Now that Baylor football is ranked in the top 10, football tickets are a hot commodity. For the past few decades, Baylor has done a great job of giving every student the ability to make it to football games with minimal effort on the students’ part.
This won’t work in the coming years, and Baylor should switch to offering student football ticket packages.
A big reason for the system’s past success is the level of interest from the student body. Baylor sets aside 8,000 tickets for students each game, and when fewer than 8,000 students claim tickets, the system works to perfection. With interest peaking, more than 8,000 students are trying to claim tickets, so the system has been altered, and rightfully so.
Baylor’s national attention coupled with the excitement of the opening of Baylor Stadium next fall means that the ticket system needs some amendments. No longer can Baylor expect that student tickets go unclaimed. Demand is high and supply is going down, with Baylor Stadium holding 5,000 fewer seats than Floyd Casey Stadium.
Football tickets are currently included in student fees. All undergraduates are required to purchase them. This creates an equal playing field for students to claim tickets at the Bill Daniel Student Center during game week.
Now that tickets are starting to become scarce, some students claimed their ticket with the sole intention of selling it or giving it away. This means that some fans who wanted to attend the game, who admittedly probably waited too long to claim their ticket, were turned away.
This is a problem.
A student ticket package would solve this problem. The football ticket fee should be removed from student fees entirely.

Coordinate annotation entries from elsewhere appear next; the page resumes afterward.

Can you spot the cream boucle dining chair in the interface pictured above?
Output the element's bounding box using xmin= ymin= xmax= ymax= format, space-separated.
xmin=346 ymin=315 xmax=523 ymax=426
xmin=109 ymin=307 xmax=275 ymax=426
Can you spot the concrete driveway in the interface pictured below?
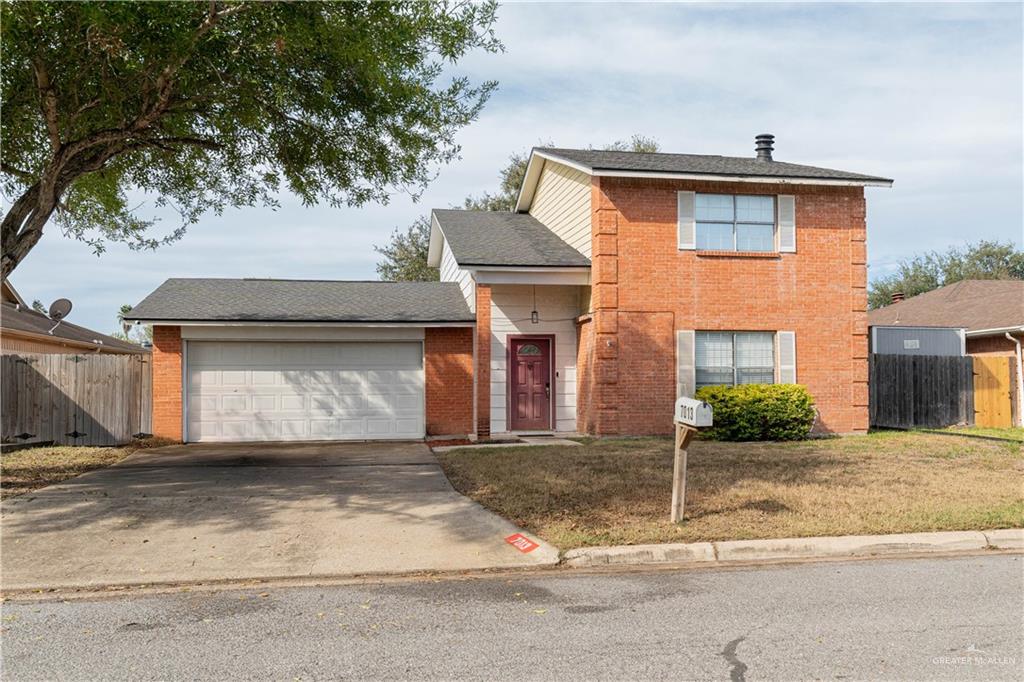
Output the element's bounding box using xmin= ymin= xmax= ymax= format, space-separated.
xmin=2 ymin=442 xmax=557 ymax=590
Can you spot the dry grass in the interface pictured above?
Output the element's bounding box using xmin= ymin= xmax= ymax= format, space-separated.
xmin=439 ymin=432 xmax=1024 ymax=549
xmin=0 ymin=438 xmax=173 ymax=498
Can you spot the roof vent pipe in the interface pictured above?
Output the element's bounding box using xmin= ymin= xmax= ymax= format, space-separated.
xmin=754 ymin=133 xmax=775 ymax=161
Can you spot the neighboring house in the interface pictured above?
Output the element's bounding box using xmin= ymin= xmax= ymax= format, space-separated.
xmin=0 ymin=280 xmax=150 ymax=354
xmin=867 ymin=280 xmax=1024 ymax=417
xmin=131 ymin=136 xmax=892 ymax=440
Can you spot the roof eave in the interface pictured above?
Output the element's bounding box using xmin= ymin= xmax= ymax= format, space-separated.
xmin=460 ymin=263 xmax=590 ymax=272
xmin=427 ymin=211 xmax=444 ymax=267
xmin=515 ymin=147 xmax=893 ymax=192
xmin=591 ymin=168 xmax=893 ymax=187
xmin=965 ymin=325 xmax=1024 ymax=337
xmin=132 ymin=317 xmax=476 ymax=327
xmin=2 ymin=327 xmax=151 ymax=354
xmin=515 ymin=147 xmax=594 ymax=213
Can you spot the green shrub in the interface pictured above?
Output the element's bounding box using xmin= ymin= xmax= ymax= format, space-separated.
xmin=696 ymin=384 xmax=815 ymax=440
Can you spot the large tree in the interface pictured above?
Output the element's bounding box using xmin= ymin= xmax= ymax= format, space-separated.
xmin=374 ymin=135 xmax=660 ymax=282
xmin=867 ymin=236 xmax=1024 ymax=308
xmin=0 ymin=0 xmax=501 ymax=276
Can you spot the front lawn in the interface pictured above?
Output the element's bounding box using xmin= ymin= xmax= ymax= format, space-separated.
xmin=438 ymin=431 xmax=1024 ymax=549
xmin=0 ymin=438 xmax=172 ymax=498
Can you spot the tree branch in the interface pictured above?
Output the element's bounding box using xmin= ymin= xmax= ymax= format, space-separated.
xmin=32 ymin=56 xmax=60 ymax=152
xmin=0 ymin=161 xmax=36 ymax=180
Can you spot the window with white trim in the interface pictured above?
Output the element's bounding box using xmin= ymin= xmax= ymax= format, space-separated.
xmin=694 ymin=332 xmax=775 ymax=388
xmin=695 ymin=194 xmax=775 ymax=251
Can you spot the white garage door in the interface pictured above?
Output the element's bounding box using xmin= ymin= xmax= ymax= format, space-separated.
xmin=185 ymin=341 xmax=424 ymax=441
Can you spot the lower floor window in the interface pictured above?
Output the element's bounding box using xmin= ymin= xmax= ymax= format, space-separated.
xmin=695 ymin=332 xmax=775 ymax=388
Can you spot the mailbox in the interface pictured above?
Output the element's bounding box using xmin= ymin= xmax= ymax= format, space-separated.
xmin=675 ymin=397 xmax=713 ymax=429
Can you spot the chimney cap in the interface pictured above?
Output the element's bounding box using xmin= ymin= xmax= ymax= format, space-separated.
xmin=754 ymin=133 xmax=775 ymax=161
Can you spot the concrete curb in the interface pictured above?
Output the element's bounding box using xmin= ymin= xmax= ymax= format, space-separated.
xmin=562 ymin=528 xmax=1024 ymax=567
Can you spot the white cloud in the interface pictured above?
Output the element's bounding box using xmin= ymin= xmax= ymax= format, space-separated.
xmin=14 ymin=3 xmax=1024 ymax=330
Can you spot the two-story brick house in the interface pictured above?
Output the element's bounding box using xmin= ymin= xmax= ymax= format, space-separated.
xmin=134 ymin=136 xmax=892 ymax=440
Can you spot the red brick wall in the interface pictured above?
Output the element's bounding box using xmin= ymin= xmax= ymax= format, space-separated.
xmin=618 ymin=311 xmax=676 ymax=435
xmin=153 ymin=325 xmax=181 ymax=440
xmin=423 ymin=327 xmax=473 ymax=436
xmin=476 ymin=284 xmax=490 ymax=438
xmin=591 ymin=178 xmax=867 ymax=433
xmin=577 ymin=319 xmax=594 ymax=433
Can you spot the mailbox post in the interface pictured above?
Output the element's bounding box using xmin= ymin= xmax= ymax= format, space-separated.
xmin=672 ymin=397 xmax=714 ymax=523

Students should have to go on BearWeb to purchase season passes into the stadium. This change would take tickets out of the hands of students that only intend to sell them or give them away. The rest of the 8,000 student tickets (if that number remains the same in the future) that weren’t claimed by season ticket holders could be sold in the SUB all week so moderate fans can purchase tickets for just the games they want to see.
In other words, everybody wins. Students who want to go to all of the games get their tickets, students who only want to go to big games can selectively purchase tickets and students who don’t want to go to any games can opt out of the fee completely.
Baylor will also have a better idea of how many tickets will be claimed because so many will be sold far in advance. That way, Baylor can get a better idea of how many non-student tickets to sell.
The main problem with a ticket package system is that overselling can cause the university to turn to a lottery system. This means that students purchase a chance to get tickets to certain games.
While this is a system that the editorial board would never advocate for, there is no need for that to ever happen at Baylor. For a comparison, Texas A&M, which has a form of a lottery system, has 44,570 undergraduates and a capacity of 82,589 at Kyle Field. If a lot of students purchased tickets in a non-lottery ticket package system, about half of Kyle Field would be filled, and that means that Texas A&M couldn’t sell as many tickets as it wants.
On the other hand, Baylor has 12,575 undergraduates, and even if all of them purchased season ticket packages, only 28 percent of the 45,000 seats at Baylor Stadium would be full, leaving plenty of room for Baylor to sell a lot of tickets to the public. The lottery system wouldn’t be necessary because of our smaller student body.
Bob Dylan once said, “The times, they are a-changin,’” and changing they are. Too much interest is a great problem for Baylor to have. Exciting times are ahead, and they shouldn’t be spoiled by having to turn die-hard student fans away.